Sin contar con que los jueces contravencionales deberán ser funcionarios designados por el poder político con cinco años de duración en el cargo. Para Juliano: "Yo no quiero defender a los jueces porque la verdad que los jueces no nos hemos caracterizado demasiado por la defensa de derechos y garantías en general. Pero no quiero pensar qué va a pasar si ponemos en manos de funcionarios designados por el Poder Ejecutivo, que lo que más van a querer es congraciarse con la corriente política imperante, qué puede llegar a pasar. Además, no existe el derecho de defensa. Los contraventores no tienen defensor obligatoriamente como corresponde en cualquier proceso".

Patear la pelota

Hay un costado del proyecto de Scioli que va más allá de la figura del merodeador, del ebrio o del chico que salga, aerosol en mano, a hacer una pintada callejera. También abre las puertas para intervenir en otros espacios ligados a la defensa de los derechos civiles. "El Código de Faltas tiene figuras tan amplias en sus instrumentos que seguramente puede funcionar en contra de las manifestaciones sociales. Tanto en Capital como en Provincia, los códigos contravencionales tal cual estaban, se usaban para condicionar estas manifestaciones. Entonces es probable que el Código aumente la presión en ese planteo y permita detenciones cuando el Código Penal no las permitiría. Por ejemplo, un juez penal en general no ha permitido detenciones en manifestaciones. Pero funcionarios pseudojudiciales con menor capacitación analizan esto y habilitan detenciones. En el espacio contravencional, la institución policial tiene mucha más fuerza que en lo penal. Y es un riesgo para las manifestaciones, para el uso de la calle y las libertades públicas".
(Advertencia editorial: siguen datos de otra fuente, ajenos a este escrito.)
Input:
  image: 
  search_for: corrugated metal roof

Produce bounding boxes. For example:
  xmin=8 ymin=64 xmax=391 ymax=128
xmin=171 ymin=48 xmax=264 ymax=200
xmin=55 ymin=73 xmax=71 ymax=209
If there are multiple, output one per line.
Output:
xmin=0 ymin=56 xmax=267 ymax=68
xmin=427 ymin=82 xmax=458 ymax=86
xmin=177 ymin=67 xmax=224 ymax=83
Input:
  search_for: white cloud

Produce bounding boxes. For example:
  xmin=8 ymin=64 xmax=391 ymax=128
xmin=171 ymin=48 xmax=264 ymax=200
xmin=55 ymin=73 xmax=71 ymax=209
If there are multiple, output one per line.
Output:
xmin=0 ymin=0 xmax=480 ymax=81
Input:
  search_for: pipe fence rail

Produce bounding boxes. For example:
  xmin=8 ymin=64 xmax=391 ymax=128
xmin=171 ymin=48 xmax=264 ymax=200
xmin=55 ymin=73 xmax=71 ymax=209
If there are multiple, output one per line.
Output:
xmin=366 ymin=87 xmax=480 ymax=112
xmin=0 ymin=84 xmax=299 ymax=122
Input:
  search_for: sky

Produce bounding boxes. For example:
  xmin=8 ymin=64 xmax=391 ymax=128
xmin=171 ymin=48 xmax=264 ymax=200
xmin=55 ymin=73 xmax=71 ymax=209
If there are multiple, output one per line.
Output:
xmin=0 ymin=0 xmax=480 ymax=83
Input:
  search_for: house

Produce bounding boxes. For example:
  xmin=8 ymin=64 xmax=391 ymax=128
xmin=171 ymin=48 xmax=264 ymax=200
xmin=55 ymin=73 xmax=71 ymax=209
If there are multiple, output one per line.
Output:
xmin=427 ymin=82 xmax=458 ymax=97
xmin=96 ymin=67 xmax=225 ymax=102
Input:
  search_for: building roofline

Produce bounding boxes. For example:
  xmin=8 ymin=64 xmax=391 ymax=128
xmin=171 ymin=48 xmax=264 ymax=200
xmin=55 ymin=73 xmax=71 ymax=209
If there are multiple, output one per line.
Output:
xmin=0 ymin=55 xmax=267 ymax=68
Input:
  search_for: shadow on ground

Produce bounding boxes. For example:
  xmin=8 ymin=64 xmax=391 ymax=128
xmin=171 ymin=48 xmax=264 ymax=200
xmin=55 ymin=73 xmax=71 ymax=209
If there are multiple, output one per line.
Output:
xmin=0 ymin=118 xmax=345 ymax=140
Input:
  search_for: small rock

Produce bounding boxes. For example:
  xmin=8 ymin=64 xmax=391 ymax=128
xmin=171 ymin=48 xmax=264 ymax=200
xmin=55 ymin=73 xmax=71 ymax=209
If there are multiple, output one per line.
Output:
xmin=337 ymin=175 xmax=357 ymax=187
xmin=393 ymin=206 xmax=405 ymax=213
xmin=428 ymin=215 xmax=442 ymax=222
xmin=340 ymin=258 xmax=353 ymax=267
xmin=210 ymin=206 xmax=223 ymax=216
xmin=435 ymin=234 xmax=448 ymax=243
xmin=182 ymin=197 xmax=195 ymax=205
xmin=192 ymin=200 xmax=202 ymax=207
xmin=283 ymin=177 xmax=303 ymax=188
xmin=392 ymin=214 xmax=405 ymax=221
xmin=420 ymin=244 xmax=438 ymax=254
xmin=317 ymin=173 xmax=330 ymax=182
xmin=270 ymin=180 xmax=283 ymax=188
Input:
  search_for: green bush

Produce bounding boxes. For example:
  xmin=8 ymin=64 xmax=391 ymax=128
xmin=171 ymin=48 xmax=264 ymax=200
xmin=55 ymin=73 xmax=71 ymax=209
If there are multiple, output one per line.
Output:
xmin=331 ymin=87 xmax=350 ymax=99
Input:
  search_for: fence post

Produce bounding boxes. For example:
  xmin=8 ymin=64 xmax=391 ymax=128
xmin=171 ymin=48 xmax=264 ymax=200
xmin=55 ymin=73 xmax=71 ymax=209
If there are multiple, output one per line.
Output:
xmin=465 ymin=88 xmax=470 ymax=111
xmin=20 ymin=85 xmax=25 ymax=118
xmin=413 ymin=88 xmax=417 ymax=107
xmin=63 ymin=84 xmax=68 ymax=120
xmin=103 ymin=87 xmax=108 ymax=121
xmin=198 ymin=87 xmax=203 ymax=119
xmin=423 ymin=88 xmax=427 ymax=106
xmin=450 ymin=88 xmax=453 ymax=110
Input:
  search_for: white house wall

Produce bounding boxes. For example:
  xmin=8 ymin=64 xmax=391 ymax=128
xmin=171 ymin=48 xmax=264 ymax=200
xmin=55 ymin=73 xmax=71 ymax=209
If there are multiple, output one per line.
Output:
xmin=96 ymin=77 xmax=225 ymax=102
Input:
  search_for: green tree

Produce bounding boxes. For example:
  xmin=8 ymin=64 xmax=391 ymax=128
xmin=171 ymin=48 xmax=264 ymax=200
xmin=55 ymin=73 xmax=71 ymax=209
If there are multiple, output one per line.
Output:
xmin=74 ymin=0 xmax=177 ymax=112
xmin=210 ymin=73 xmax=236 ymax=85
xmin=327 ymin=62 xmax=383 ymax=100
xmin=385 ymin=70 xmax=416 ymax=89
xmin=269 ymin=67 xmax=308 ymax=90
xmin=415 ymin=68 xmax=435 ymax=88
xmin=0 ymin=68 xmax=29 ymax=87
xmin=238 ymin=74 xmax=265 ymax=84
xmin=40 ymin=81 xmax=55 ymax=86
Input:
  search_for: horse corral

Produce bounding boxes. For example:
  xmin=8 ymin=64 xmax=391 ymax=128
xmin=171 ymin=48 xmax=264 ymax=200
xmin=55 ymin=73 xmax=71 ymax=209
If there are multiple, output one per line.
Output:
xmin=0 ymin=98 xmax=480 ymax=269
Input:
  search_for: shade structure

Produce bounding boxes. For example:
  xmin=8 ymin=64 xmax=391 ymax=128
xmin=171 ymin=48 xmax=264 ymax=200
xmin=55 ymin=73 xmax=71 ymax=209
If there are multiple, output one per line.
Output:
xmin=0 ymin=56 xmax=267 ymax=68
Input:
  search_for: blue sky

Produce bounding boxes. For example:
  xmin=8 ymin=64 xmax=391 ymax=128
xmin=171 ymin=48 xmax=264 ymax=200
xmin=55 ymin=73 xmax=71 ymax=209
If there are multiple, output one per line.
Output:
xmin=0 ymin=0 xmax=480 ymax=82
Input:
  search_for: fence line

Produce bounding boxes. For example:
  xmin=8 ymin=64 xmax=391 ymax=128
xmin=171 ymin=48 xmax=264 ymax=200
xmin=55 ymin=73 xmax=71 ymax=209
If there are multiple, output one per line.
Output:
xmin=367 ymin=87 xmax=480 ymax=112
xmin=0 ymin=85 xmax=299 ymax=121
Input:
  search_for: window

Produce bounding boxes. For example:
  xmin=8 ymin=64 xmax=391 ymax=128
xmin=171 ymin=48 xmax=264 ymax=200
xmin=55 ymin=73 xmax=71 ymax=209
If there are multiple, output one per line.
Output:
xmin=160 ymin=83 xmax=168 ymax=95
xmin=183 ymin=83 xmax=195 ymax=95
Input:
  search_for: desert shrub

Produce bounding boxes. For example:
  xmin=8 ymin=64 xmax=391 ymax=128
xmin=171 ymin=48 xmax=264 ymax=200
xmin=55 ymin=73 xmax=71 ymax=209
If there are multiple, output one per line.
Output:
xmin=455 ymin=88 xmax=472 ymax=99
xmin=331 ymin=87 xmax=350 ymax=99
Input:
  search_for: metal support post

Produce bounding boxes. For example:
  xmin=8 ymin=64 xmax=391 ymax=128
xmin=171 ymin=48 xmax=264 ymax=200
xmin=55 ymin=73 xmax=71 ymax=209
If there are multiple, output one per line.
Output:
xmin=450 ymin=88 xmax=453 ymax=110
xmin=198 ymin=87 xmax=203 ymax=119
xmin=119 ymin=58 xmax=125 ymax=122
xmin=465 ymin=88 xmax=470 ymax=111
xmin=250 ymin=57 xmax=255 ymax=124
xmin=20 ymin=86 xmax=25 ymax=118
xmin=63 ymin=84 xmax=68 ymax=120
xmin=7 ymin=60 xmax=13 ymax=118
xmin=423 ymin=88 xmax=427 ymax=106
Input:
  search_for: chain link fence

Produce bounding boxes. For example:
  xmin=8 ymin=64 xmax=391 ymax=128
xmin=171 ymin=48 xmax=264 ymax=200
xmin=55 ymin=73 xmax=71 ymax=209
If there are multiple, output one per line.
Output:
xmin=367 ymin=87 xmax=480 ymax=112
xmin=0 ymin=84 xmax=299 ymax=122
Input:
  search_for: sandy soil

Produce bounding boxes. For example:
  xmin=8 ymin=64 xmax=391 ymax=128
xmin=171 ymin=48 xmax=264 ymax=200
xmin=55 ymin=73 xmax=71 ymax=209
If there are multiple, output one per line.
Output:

Mario Juliano utiliza otro ejemplo que lleva al extremo, pero que también sería posible a partir del proyecto en danza. Es que si bien el proyecto de bajar la edad de imputabilidad a los 14 años en el terreno penal tiene recién media sanción, en lo contravencional sí serían imputables. Entonces Juliano argumenta que "cualquier niño que, a los 14, esté obstaculizando el tránsito en la vía pública, jugando a la pelota, técnicamente, podría ir a parar a un lugar de encierro".

-Un chico que juega a la pelota, un piquetero, un manifestante en reclamo de trabajo o un limpiavidrios pueden ser sancionados...

-Además de perseguir a los indeseables, a los sectores molestos de la sociedad, esta reforma encubre una persecución a todas aquellas expresiones de oposición política. Estas son las características selectivas del sistema penal. Acá sólo pagan los perejiles. Es la experiencia de 30 años de estar transitando de un lado y otro del mostrador.